Monitoring & Alerting

The AINL ecosystem includes a lightweight monitoring stack:

  • Runtime metrics: Adapters and circuit breakers emit metrics via RuntimeObservability.emit. These are:

    • Printed as JSON to stderr when AINL_OBSERVABILITY=1
    • Optionally written to a JSONL file via AINL_OBSERVABILITY_JSONL=/path/metrics.jsonl
    • Always forwarded to the in‑memory collector for Prometheus export
  • Prometheus endpoint: Run python scripts/serve_dashboard.py and scrape http://localhost:8080/api/metrics for:

    • circuit_breaker_state{provider="...",state="open|closed|half_open"}
    • cost_estimate_drift_total, cost_estimate_drift_pct{provider="...",model="..."}
  • Health checks:
    GET /health/live returns 200 OK if the process is alive.
    GET /health/ready returns 200 when collector and cost DB are ready.

  • Cost validation service: services/cost_validator.py runs in the background (if started) and compares adapter estimates against live provider prices (OpenRouter) every 6 hours by default. On drift >10%, it emits cost_estimate_drift_total and cost_estimate_drift_pct.

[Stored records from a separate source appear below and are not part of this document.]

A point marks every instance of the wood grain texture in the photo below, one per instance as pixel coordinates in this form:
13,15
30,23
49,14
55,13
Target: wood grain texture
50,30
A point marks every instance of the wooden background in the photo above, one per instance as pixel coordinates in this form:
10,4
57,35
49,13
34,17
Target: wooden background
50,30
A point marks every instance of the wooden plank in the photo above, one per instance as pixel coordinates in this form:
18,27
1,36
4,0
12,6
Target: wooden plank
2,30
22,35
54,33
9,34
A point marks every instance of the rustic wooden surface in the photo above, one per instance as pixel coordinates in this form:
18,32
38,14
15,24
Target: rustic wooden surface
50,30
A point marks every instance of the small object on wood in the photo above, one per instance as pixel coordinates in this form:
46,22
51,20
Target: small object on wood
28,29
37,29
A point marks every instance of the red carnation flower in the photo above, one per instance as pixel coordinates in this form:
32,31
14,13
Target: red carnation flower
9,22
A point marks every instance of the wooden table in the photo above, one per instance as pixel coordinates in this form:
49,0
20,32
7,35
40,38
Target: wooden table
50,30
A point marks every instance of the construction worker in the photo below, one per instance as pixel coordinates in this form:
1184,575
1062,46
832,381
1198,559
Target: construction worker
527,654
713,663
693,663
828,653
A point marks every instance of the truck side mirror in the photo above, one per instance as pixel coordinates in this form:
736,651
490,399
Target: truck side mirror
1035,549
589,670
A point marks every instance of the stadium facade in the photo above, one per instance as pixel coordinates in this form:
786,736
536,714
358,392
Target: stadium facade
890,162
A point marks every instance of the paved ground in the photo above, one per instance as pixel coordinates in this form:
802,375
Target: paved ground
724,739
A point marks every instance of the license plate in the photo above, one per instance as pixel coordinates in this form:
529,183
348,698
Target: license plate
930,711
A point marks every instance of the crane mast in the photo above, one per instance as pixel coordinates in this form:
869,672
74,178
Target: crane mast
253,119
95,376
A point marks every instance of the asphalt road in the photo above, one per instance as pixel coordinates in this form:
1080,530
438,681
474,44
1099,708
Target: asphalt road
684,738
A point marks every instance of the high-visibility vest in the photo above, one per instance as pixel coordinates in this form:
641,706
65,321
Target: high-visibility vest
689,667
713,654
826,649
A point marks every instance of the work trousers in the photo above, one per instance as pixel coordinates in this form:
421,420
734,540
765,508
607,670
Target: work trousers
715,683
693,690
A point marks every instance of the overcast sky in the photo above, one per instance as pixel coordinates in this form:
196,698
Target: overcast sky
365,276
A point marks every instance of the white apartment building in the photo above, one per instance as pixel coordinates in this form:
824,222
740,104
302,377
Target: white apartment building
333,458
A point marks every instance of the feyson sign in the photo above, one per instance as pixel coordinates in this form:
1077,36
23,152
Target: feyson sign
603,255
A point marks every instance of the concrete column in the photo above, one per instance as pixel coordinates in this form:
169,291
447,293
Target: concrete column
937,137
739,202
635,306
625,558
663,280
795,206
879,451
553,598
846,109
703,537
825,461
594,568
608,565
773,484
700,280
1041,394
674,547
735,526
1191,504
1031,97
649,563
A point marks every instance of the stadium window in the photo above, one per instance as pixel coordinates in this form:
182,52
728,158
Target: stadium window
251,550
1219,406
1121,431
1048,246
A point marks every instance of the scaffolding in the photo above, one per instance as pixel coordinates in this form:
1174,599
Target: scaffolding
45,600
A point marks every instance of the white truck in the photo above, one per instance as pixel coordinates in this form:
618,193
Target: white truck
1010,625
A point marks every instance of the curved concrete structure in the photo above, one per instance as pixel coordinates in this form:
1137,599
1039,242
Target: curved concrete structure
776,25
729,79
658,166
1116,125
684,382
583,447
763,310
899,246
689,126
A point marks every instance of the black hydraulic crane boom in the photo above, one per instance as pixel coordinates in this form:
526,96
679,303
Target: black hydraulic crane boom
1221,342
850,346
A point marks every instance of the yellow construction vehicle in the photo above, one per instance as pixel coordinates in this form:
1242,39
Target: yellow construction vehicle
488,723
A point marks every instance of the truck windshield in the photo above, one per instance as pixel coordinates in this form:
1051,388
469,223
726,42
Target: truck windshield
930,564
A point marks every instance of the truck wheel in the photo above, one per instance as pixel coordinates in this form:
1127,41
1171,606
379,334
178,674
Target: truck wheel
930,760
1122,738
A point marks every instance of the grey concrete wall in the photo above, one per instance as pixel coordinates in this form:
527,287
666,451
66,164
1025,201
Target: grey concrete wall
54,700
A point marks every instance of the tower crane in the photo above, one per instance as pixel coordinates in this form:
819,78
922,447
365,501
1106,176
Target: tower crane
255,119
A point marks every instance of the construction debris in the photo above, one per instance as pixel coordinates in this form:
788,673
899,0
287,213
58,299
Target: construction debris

See docs/AGENT_GUIDE_INDEX.md for a full feature map.

Using LLM Adapters with MCP (Hermes‑Agent / OpenClaw Skill)

When running the AINL MCP server (scripts/ainl_mcp_server.py), LLM adapters are not enabled by default to preserve a minimal attack surface. To enable them:

  1. Set AINL_CONFIG to point to your YAML config file or set AINL_MCP_LLM_ENABLED=1.
  2. Start the server: python scripts/ainl_mcp_server.py.
  3. The server will:
    • Load the config (with env‑var expansion).
    • Call register_llm_adapters() to register the llm composite and the individual provider adapters.
    • Relax the network privilege tier restriction so LLM adapters can make outbound requests.
  4. Connect your MCP client (Hermes‑Agent, OpenClaw skill) to the server as usual.

If AINL_CONFIG is set, the server automatically registers the LLM adapters defined under llm.providers and uses llm.fallback_chain. If AINL_MCP_LLM_ENABLED=1 but no config is provided, the server will attempt to use default (no‑op) adapters; you should provide a config.

See docs/AGENT_GUIDE_INDEX.md for a complete agent‑oriented reference.